For the next eight months, teams of Concordia University fine arts students and trainees from the Brain Repair and Integrative Neuroscience (BRaIN) Program at the Research Institute of the McGill University Health Centre (RI-MUHC) will collaborate to create works of art inspired by neuroscience research projects. The initiative launched with a stimulating interchange on October 12, when the neuroscientists gave five-minute talks about their research projects to the arts and media students.
Dr. Cristian Zaelzer, a research associate in Dr. Charles Bourque’s laboratory at the RI-MUHC, is the founder and director of Convergence. The plan, he explains, is to create a connection between scientists and artists, raising public awareness on the importance of brain research in society. “This initiative is about bringing the passion—the wonder in every observation, every data point, every question pondered—to everyone,” he says, “in a language that can be easily understood.”
The project brings together seventeen RI-MUHC trainees from the BRaIN Program and fifty students from the Concordia Faculty of Fine Arts in disciplines as diverse as dance, visual arts, music, ceramics and art history.

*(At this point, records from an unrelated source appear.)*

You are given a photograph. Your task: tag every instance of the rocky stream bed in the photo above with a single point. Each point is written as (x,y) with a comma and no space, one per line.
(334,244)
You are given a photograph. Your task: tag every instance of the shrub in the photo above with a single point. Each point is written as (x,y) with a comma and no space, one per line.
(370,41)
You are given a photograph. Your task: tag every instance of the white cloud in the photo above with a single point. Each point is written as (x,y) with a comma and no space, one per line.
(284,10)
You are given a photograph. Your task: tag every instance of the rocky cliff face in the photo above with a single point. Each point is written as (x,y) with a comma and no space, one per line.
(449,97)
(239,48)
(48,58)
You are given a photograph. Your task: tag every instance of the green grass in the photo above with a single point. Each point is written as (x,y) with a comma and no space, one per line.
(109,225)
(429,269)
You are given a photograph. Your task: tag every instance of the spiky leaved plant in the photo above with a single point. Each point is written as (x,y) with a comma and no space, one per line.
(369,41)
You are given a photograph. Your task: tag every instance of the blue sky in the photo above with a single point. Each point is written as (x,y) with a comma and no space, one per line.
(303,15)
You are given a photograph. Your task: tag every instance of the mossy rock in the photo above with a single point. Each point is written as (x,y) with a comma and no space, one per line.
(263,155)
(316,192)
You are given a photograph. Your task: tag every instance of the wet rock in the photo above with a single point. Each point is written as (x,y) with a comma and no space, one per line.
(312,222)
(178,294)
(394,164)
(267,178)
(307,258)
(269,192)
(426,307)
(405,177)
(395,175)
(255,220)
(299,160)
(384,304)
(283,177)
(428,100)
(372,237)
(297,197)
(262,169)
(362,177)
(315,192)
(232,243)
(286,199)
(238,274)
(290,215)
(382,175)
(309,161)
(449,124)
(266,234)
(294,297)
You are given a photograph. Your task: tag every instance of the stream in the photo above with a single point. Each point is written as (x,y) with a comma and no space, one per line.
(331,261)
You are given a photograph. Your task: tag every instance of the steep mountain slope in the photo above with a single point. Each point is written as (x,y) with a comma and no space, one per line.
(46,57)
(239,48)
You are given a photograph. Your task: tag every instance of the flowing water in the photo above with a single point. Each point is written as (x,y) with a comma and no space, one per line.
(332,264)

It was developed over the summer by a cross-disciplinary team led by Dr. Zaelzer, in collaboration with Dr. Andrée Lessard, manager of the BRaIN program. The Concordia University Faculty of Fine Arts and Canadian Association for Neuroscience (CAN) joined Convergence as partners and sponsors.
“Neuroscientists get very little media attention, and sometimes feel that nobody cares about their work unless they receive the Nobel Prize,” says Dr. Lessard. “Yet their contribution is of inestimable value to society. This unique project will break down walls and give research trainees an opportunity to reach out to the population, to show that science is accessible to all.”
The students’ creations will be exhibited at a public event with media coverage at La Grande Bibliotheque (BaNQ) and Hotel Bonaventure this spring as part of the 2017 Annual Canadian Neuroscience meeting in Montreal, representing approximately a thousand researchers from across the country.
The next step is for the Concordia artists to visit RI-MUHC labs and attend lectures on basic science related to the brain. The public is invited to the lectures, sponsored by CAN, from 5 to 6 p.m. on November 25 in the Livingston Lounge, L6-500, at the Montreal General Hospital of the McGill University Health Centre.